20. The report of Professor French only fortifies these findings, given his unchallenged conclusion that there were "stringent criteria” for verification (of the automatic speaker recognition) by the trained listeners and that he estimated the rate of false positives to be less than 1 %.
21. The respondent has avoided cross-examination on two occasions and his witness statements are devoid of credible detail. He simply denies deception and suggests that he has no need to employ it. That bare denial does not amount to raising an innocent explanation and the ostensible lack of a motive for using a proxy are not a matter for me. Accordingly, the evidence and statements relied upon by the respondent do not even begin to shift the burden of proof back to the Secretary of State. I am therefore satisfied that the respondent used deception, by using a proxy.
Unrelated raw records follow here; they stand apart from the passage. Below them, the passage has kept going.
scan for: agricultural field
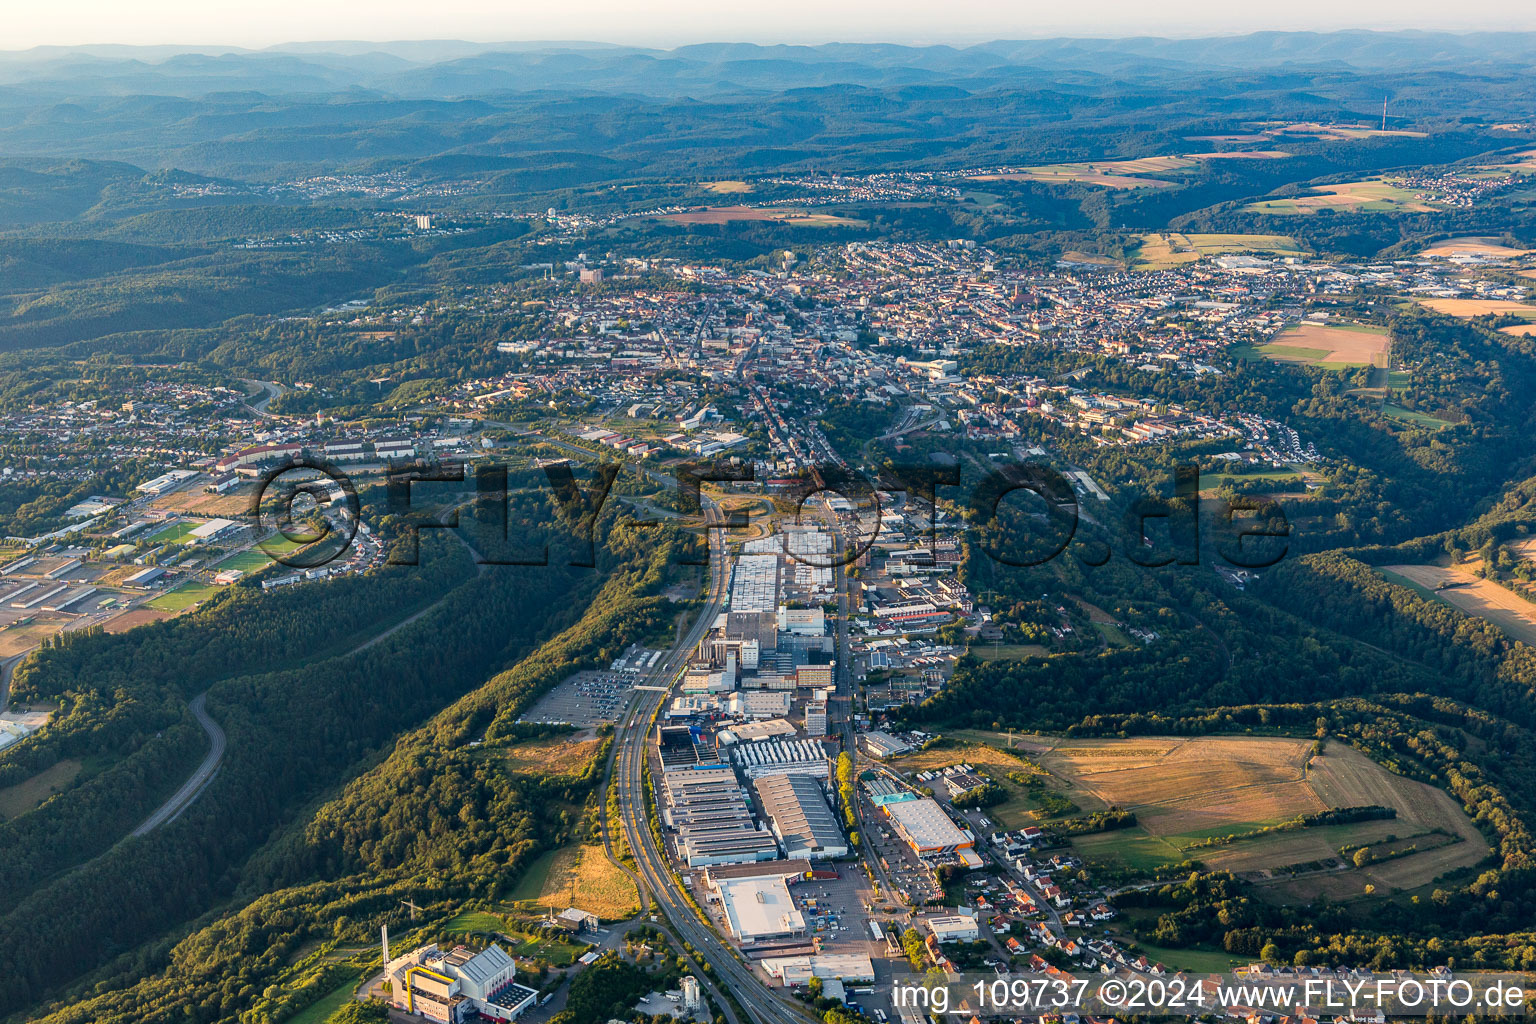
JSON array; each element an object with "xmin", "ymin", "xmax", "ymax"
[
  {"xmin": 1230, "ymin": 121, "xmax": 1427, "ymax": 142},
  {"xmin": 1382, "ymin": 405, "xmax": 1453, "ymax": 429},
  {"xmin": 973, "ymin": 152, "xmax": 1290, "ymax": 192},
  {"xmin": 1378, "ymin": 564, "xmax": 1536, "ymax": 646},
  {"xmin": 1246, "ymin": 178, "xmax": 1437, "ymax": 215},
  {"xmin": 1416, "ymin": 298, "xmax": 1536, "ymax": 320},
  {"xmin": 1026, "ymin": 735, "xmax": 1487, "ymax": 895},
  {"xmin": 702, "ymin": 180, "xmax": 753, "ymax": 193},
  {"xmin": 1130, "ymin": 232, "xmax": 1305, "ymax": 270},
  {"xmin": 659, "ymin": 205, "xmax": 865, "ymax": 227},
  {"xmin": 1239, "ymin": 322, "xmax": 1390, "ymax": 369},
  {"xmin": 1417, "ymin": 236, "xmax": 1533, "ymax": 259},
  {"xmin": 1491, "ymin": 149, "xmax": 1536, "ymax": 173}
]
I am further satisfied that owing to the use of deception, the Secretary of State was not required to grant the respondent 60 days’ additional leave because his sponsor was no longer on the Tier 4 register at the time of the decision to refuse further leave to remain.

Conclusions
The making of the decision of the First-tier Tribunal involved the making of an error on a point of law.
I set aside the decision to be re-made.
I substitute a decision dismissing the appeal on the basis that the respondent used deception in an application for further leave to remain.
No application for anonymity was made and I saw no reason to make such a direction.



Signed
Date: 22 March 2017

Upper Tribunal Judge Kamara




TO THE RESPONDENT
FEE AWARD
I have dismissed the appeal and therefore there can be no fee award.